The government should remember that Optus and Vodafone are international companies competing with the majority-Australian owned Telstra before it thinks about forcing Telstra to open up its mobile network, CEO David Thodey has said.
Late last week it had been reported that Telstra may consider "taking action" against the government if it decided to force the telco to open up its mobile network in regional and remote locations to rivals Optus and Vodafone.
Today, Thodey told journalists that he was "vehemently opposed" to regulation in the mobile sector because it was a competitive industry, and that Telstra was competing against two mobile network operators owned by foreign entities — Optus by the Singaporean SingTel, and Vodafone by the Hong Kong-based Hutchison and UK-based Vodafone Group — that would have the power to pump further investment in their own networks.
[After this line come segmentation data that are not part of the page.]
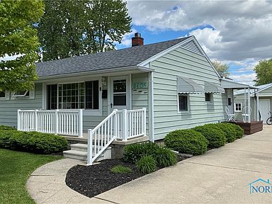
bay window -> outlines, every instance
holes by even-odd
[[[98,81],[47,86],[47,109],[99,109]]]

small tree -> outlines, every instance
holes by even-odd
[[[259,61],[254,71],[256,74],[254,80],[256,86],[272,83],[272,58]]]
[[[0,91],[33,87],[39,40],[33,25],[42,13],[41,0],[0,1]]]
[[[52,0],[38,25],[42,61],[114,50],[130,32],[122,0]],[[50,33],[50,34],[49,34]]]
[[[219,61],[212,61],[212,64],[222,77],[227,77],[230,76],[229,65]]]

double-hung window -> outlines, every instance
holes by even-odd
[[[212,103],[212,94],[205,93],[205,102]]]
[[[235,111],[236,112],[241,112],[242,111],[242,103],[235,103]]]
[[[99,109],[98,81],[47,86],[47,109]]]
[[[178,94],[178,112],[188,111],[188,94]]]

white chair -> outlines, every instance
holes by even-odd
[[[227,115],[227,122],[236,122],[234,120],[235,114],[230,113],[230,109],[227,106],[225,107],[225,111],[226,112]]]
[[[249,108],[249,114],[246,113],[246,110],[247,110],[247,107],[244,107],[242,110],[243,113],[242,114],[242,116],[243,117],[244,123],[246,122],[246,117],[249,118],[250,115],[251,115],[251,113],[252,113],[251,108]]]

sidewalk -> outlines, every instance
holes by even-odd
[[[249,183],[272,180],[272,125],[88,198],[64,184],[78,161],[41,166],[27,186],[37,203],[271,203],[272,193],[249,194]],[[57,167],[59,166],[59,167]],[[39,175],[39,176],[35,176]]]

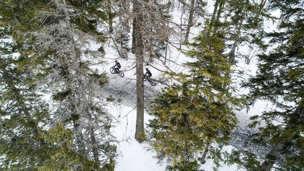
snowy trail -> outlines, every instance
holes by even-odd
[[[102,89],[102,93],[106,96],[111,95],[115,98],[121,98],[122,100],[123,106],[136,109],[136,76],[133,75],[130,75],[128,73],[125,74],[125,76],[121,78],[118,76],[118,75],[108,73],[107,76],[110,78],[110,82]],[[147,82],[145,82],[144,84],[144,101],[145,105],[146,105],[155,97],[155,94],[161,90],[162,86],[159,84],[155,86],[152,86]],[[260,107],[259,108],[261,110],[262,108],[261,108]],[[254,109],[253,110],[253,113],[259,112]],[[250,135],[256,131],[256,130],[251,130],[246,126],[250,123],[249,118],[251,115],[242,111],[236,111],[236,113],[240,122],[233,131],[234,136],[230,141],[230,145],[236,148],[252,151],[257,155],[259,154],[264,155],[269,150],[262,147],[246,144],[250,140]],[[145,116],[146,116],[145,115]],[[145,119],[145,120],[146,120]]]

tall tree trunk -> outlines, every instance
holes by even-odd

"We compete against global companies, and not local companies, and I think that's important for any regulator to look at," he said.
"We have 1.4 million Australian shareholders who put their own money into this company, and they should get a reward."
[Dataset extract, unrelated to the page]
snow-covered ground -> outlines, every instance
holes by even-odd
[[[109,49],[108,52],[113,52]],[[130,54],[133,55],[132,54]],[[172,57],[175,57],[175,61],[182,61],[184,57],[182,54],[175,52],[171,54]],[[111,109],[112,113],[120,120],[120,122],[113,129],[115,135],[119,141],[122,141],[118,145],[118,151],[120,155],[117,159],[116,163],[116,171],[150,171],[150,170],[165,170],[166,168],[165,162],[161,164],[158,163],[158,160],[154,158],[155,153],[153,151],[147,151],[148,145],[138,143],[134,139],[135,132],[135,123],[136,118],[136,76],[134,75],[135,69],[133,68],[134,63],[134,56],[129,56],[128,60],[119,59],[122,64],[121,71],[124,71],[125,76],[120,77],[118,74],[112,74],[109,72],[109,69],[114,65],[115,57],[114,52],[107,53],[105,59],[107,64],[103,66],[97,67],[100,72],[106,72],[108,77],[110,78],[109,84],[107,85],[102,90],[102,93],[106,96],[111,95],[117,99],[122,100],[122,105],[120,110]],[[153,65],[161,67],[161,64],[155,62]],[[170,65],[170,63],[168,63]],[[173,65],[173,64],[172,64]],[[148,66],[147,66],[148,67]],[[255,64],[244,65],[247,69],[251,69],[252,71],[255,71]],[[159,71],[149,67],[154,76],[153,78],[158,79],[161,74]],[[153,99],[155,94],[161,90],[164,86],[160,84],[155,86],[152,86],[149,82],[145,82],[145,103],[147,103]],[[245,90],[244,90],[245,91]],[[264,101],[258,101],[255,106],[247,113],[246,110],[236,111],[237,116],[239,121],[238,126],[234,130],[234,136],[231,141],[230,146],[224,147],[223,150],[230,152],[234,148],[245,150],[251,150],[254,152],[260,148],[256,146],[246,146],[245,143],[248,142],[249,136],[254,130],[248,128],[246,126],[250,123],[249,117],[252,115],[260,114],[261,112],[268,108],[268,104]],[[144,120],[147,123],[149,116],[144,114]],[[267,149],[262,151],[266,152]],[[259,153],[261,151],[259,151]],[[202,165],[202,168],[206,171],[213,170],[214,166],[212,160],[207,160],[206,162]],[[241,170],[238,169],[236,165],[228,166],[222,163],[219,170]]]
Thodey said that if he felt the regulation was "unjustified" then Telstra would take action to protect the interest of its shareholders.
At the same time, however, he said that in a similar vein to Australian airline Qantas' recent lobbying to the Commonwealth Government to lift the cap on its foreign ownership, the foreign ownership rule on Telstra should be reviewed.
"Over time, as the nation moves to NBN... I think it should be reviewed."
Telstra is currently renegotiating with NBN Co to allow the government to implement its proposed new policy for the national broadband project that would see parts of Telstra's existing copper lines used to connect homes via fibre-to-the-node technology. Thodey said it was too early to comment on the renegotiations but said that Telstra was not seeking any more money from the existing AU$11 billion deal.
"All we can say is it is our intent to support NBN Co in any way that we can. I've said we'll honor the contracts we have, and as [Communications Minister Malcolm Turnbull] said: not a dollar more; not a dollar less," he said.
But added that "incremental work" would be negotiated on "commercial terms".